More CDI shenanigans
Churchill Downs Inc. isn’t getting the kid gloves treatment in Illinois that it enjoys in Kentucky. CDI has been warned by Illinois that unless it acts toward creating a casino at Arlington Park, which horsemen have lobbied to get for years, it will not be awarded racing dates for 2020.
This could signal the end of one of the grandest racing venues in the world. There are no indications that CDI cares, that this isn’t exactly what it wants.
Simple explanation. CDI, born a racetrack company, resents having to share any of its casino proceeds with horsemen, which is how the company got its foot into the door of slots and table games.

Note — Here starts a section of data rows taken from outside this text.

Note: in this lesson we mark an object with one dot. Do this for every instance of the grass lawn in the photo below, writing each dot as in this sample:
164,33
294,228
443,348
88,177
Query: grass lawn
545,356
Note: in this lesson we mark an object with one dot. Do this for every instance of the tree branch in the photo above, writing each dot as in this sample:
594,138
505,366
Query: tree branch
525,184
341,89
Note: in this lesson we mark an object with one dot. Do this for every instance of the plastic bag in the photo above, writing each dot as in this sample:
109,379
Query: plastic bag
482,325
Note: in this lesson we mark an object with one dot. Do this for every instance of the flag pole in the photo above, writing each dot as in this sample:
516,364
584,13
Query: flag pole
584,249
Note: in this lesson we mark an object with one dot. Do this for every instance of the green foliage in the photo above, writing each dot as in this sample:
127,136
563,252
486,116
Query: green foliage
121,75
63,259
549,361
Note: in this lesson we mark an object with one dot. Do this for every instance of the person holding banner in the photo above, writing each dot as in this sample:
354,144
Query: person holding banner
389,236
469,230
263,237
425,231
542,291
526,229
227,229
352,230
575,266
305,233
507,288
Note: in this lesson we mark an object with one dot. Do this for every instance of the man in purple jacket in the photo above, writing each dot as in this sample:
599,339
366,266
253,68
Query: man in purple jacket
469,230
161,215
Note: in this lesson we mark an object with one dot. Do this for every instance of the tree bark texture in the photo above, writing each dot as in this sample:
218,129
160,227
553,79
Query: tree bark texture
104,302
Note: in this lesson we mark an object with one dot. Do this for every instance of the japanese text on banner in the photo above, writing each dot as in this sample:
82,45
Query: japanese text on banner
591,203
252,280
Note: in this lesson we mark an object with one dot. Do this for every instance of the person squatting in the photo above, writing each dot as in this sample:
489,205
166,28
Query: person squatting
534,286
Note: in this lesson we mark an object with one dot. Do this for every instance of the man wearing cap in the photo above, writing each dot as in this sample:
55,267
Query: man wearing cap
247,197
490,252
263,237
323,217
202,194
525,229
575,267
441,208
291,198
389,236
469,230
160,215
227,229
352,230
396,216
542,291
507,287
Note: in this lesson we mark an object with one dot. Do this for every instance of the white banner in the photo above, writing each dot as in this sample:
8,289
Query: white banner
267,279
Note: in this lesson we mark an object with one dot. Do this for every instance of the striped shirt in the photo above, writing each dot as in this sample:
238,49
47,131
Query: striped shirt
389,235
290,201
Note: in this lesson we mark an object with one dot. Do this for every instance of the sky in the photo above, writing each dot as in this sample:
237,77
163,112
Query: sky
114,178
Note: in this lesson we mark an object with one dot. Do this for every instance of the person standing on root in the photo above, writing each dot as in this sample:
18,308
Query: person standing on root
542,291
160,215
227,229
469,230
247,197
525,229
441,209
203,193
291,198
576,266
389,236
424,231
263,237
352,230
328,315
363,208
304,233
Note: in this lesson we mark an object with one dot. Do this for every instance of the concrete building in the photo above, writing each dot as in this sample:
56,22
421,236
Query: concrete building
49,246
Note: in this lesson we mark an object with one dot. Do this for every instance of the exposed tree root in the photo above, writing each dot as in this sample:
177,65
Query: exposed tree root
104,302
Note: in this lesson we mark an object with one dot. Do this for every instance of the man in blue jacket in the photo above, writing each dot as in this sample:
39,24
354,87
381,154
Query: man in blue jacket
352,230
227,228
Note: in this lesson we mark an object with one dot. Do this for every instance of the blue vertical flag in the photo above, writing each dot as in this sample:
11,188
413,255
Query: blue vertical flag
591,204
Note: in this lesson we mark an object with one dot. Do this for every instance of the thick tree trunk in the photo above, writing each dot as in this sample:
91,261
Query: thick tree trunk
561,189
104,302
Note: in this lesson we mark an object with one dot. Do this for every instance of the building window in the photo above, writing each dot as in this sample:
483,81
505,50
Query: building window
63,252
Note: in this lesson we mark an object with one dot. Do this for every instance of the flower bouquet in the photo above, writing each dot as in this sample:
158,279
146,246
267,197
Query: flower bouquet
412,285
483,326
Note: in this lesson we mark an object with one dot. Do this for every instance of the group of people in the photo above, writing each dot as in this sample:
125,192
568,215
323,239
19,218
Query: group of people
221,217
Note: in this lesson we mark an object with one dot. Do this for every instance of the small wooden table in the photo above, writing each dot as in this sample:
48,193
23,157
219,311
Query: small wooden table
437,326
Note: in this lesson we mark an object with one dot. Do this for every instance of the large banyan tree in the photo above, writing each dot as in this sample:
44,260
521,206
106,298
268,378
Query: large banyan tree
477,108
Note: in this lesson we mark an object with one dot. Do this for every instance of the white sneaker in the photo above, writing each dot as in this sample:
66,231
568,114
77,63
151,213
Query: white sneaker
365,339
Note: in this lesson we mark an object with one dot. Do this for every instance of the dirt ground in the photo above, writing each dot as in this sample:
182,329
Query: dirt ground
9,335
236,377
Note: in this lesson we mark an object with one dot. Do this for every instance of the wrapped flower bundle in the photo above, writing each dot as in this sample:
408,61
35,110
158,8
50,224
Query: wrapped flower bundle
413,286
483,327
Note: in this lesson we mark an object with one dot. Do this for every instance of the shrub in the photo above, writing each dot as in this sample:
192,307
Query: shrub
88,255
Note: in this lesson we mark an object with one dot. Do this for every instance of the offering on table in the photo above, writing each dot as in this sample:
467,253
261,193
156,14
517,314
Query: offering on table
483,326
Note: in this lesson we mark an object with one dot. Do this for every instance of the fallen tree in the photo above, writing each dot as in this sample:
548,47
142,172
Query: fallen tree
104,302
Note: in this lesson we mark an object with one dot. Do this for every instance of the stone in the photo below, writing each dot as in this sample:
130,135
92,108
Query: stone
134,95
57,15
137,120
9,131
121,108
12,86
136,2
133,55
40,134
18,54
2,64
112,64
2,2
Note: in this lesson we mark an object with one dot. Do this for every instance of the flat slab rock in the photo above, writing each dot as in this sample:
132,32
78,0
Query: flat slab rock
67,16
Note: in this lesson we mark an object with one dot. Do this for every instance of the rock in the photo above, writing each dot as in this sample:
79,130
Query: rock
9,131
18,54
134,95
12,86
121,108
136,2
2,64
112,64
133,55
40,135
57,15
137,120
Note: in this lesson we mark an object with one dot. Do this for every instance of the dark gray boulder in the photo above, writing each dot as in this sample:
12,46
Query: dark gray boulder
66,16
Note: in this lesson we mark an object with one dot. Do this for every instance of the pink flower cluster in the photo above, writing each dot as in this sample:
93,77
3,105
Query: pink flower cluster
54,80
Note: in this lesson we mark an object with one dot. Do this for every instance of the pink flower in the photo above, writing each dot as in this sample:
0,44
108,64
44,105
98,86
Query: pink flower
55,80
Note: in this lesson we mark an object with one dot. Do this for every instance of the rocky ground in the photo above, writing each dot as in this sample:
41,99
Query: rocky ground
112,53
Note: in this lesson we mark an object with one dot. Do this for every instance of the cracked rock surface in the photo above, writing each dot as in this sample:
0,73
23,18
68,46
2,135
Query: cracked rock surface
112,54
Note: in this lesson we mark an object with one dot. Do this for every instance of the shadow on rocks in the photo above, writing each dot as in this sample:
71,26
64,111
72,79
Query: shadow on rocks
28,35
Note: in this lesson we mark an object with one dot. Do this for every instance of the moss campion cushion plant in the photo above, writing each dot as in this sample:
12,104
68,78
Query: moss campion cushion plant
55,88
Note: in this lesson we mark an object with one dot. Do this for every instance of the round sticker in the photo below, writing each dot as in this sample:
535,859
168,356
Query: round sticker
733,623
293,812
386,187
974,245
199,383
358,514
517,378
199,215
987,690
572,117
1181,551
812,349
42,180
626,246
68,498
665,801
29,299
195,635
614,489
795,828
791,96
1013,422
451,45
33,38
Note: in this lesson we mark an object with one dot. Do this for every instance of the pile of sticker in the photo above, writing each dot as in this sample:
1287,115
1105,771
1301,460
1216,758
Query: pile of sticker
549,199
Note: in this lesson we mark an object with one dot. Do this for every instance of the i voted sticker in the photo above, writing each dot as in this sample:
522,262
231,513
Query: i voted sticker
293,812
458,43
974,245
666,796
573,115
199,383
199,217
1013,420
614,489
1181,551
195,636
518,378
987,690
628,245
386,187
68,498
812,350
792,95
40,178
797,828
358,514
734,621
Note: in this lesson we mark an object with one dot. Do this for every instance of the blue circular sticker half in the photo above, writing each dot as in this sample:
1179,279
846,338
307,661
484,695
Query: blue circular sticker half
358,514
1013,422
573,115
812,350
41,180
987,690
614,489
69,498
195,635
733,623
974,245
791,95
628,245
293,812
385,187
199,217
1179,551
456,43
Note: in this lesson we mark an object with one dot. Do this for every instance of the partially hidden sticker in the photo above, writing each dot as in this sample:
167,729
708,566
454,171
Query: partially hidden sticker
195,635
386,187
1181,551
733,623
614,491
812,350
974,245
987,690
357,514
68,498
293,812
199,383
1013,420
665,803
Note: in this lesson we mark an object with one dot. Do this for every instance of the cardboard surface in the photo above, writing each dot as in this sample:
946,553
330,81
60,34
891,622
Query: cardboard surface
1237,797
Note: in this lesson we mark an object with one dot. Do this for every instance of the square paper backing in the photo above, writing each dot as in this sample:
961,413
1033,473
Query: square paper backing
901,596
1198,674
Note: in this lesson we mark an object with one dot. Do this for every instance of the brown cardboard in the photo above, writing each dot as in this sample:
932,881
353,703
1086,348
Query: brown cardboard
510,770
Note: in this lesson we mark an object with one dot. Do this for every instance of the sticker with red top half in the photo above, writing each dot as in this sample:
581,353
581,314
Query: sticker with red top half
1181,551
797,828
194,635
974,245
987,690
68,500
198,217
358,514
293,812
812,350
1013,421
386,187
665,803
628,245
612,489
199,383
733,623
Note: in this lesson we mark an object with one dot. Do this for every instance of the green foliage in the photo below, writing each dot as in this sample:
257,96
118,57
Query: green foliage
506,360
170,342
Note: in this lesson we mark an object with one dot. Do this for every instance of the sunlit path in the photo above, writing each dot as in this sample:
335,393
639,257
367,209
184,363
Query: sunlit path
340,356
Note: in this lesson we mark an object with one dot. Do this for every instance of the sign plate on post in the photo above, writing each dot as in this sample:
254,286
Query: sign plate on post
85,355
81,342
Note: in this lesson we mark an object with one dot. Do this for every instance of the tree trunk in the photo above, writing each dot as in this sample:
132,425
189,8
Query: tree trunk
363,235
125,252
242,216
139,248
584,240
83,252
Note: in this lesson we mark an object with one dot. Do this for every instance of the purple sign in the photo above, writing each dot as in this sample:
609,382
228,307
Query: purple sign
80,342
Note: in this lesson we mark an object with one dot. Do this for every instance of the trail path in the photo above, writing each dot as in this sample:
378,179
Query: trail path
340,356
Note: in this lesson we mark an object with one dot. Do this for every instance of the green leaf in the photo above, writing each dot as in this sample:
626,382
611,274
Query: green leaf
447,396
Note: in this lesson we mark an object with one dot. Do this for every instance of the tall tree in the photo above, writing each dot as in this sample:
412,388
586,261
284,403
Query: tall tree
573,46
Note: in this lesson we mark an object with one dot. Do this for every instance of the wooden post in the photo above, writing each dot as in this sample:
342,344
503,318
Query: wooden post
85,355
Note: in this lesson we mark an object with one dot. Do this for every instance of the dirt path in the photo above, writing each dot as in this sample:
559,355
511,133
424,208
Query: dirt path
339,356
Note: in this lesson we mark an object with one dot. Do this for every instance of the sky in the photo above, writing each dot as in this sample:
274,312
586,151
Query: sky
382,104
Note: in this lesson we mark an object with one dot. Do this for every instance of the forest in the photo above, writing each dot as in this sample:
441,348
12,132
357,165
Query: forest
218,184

CDI also owns Rivers Casino, only about 11 miles from Arlington Park. This is by far the most profitable casino in Illinois. A casino at Arlington by law would have to share its profits with horsemen for purses and other racetrack expenses. Rivers Casino doesn’t have this obligation. CDI keeps it all. A casino at Arlington would only diminish the Rivers Casino bottom line.
CDI has done something similar in South Florida. It was awarded a casino at what used to be Calder Race Course to support horse racing. Even after it abandoned racing at Calder, the state of Florida held it to its obligation to race at least 40 days and contribute about $9 million in slots profits to thoroughbred purses.
Remember, if not for Calder Race Course, whose horsemen worked vigorously to have the law changed, CDI would not have a casino.
CDI eventually concocted a strategy to escape its obligation to racing. It created a joke of a jai alai fronton and is contending this covers its obligation to maintain a pari-mutuel facility. Thus it should no longer have to support thoroughbred purses. Florida horsemen’s organizations are fighting this in court.
Other states with racing, which are considering going into business with CDI, should pay heed. This is the latest evidence that other than the first weekend in May, CDI no longer cares about racing and would just as soon see it go away.